Janet Kofi-Tsekpo conjures up dream-like landscapes. These become the loci of threat but also persistence in the face of repeated historical catastrophe. She employs phrases that catch the reader unawares and require attention. Poem for Rumi begins, “You’re indecent, innocent animal/ leaking all over my edges.” The imagery shifts to the “you” as a distant patter of feet and then to the memory of a maggot wriggling away, pursued by the narrator. The poem concludes:

… It moved persistently, as we do,
by the same invisible thread that ties me
like a shoelace, like a prank, to you.

There’s a fluid movement about these lines, weirdness in the similes and connections, and original ideas, which keep me returning to her poems.

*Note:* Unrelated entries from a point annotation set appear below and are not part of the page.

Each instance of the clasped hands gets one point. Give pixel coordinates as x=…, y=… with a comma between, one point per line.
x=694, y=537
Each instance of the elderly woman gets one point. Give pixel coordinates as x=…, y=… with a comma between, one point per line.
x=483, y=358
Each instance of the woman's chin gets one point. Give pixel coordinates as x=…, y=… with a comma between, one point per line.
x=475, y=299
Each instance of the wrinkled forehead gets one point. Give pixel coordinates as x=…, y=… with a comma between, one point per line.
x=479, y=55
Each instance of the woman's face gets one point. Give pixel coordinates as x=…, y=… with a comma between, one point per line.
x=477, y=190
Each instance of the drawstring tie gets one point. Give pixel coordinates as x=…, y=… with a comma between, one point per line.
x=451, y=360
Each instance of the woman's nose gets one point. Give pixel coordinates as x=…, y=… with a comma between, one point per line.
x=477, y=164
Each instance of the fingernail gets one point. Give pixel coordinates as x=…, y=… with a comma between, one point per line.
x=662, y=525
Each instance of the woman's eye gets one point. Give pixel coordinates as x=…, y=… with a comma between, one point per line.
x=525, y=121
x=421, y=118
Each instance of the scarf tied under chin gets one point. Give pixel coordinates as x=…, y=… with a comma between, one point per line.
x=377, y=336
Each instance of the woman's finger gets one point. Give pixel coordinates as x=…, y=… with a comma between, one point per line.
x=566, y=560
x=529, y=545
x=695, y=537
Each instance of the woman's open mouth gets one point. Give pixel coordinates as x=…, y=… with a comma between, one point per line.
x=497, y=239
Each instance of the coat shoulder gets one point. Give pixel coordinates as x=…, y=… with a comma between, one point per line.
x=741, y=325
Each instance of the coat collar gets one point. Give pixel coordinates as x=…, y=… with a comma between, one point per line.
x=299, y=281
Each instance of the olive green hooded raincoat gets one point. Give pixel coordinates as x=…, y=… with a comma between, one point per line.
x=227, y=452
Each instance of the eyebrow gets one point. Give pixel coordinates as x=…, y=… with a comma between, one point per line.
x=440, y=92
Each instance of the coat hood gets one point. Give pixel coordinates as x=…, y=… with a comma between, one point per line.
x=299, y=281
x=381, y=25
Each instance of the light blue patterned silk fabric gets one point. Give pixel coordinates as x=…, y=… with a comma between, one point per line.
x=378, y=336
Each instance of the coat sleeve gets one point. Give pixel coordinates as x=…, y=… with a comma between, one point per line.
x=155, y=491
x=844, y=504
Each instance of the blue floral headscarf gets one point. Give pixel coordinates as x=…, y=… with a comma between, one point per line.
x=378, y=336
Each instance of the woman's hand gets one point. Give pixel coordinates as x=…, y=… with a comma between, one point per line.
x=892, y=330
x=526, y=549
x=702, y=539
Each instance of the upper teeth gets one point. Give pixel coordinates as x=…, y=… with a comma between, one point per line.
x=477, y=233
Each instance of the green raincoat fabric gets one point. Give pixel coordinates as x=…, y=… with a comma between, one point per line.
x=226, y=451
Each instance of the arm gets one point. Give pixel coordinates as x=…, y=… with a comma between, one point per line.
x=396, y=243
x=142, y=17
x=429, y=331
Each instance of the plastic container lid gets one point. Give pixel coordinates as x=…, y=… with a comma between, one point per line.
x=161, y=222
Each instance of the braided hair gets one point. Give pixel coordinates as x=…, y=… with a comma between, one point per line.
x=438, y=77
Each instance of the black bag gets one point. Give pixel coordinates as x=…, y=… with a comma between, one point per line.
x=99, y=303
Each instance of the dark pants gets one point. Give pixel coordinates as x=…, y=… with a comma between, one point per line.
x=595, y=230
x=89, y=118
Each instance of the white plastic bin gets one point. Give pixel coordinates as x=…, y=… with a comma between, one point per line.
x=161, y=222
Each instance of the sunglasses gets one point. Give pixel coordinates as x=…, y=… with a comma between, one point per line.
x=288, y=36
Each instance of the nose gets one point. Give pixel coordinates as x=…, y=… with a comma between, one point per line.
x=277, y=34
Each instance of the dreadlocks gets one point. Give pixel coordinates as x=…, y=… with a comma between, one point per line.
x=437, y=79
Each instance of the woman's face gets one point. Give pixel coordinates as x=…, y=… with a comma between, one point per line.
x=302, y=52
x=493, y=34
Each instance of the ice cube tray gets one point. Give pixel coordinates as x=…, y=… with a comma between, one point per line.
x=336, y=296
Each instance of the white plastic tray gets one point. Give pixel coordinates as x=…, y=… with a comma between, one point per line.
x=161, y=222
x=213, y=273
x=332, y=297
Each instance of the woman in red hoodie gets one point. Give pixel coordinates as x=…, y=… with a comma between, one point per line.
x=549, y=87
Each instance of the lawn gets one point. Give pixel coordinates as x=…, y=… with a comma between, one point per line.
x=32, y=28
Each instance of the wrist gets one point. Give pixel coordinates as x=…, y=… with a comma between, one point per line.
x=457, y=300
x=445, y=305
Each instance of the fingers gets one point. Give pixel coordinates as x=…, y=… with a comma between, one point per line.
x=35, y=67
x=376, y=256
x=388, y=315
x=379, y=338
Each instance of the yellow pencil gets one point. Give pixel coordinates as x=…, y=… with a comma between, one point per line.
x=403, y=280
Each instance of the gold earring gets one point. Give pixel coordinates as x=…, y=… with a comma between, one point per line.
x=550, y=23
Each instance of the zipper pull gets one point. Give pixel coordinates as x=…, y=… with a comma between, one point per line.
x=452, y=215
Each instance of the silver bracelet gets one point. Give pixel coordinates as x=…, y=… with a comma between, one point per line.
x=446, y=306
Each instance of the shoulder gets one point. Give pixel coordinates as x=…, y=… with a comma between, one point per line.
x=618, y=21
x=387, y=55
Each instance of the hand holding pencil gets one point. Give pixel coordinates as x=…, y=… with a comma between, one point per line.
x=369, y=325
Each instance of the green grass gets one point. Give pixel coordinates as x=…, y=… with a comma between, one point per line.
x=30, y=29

Karen McCarthy Woolf ’s Yellow Logic, a six-poem sequence, is dedicated to Otto, “born and died 7 August 2009.” The sequence begins in fragmented disarray, evidencing underlying turmoil. Emotive material requires skilful technique to create good poetry, and the pauses, spacing and line-breaks combine to create a memorable picture of struggle:

There is a God and he dwells in the perfect
horse dung on the bridle path.

Evening is the hardest skin we carry.

The poem becomes increasingly direct as it goes on, always under control, but the emotional effect isn’t deadened by clever technique. Quite the opposite, in fact.

Other individual poems that stick in my mind are Roger Robinson’s The Stand Pipe, Malika Booker’s Pepper Sauce, Mir Mahfuz Ali’s My Salma and Denise Saul’s City of Coffee and Rain, but I enjoyed most of this anthology and felt all the poets were very much worth reading, and publishing.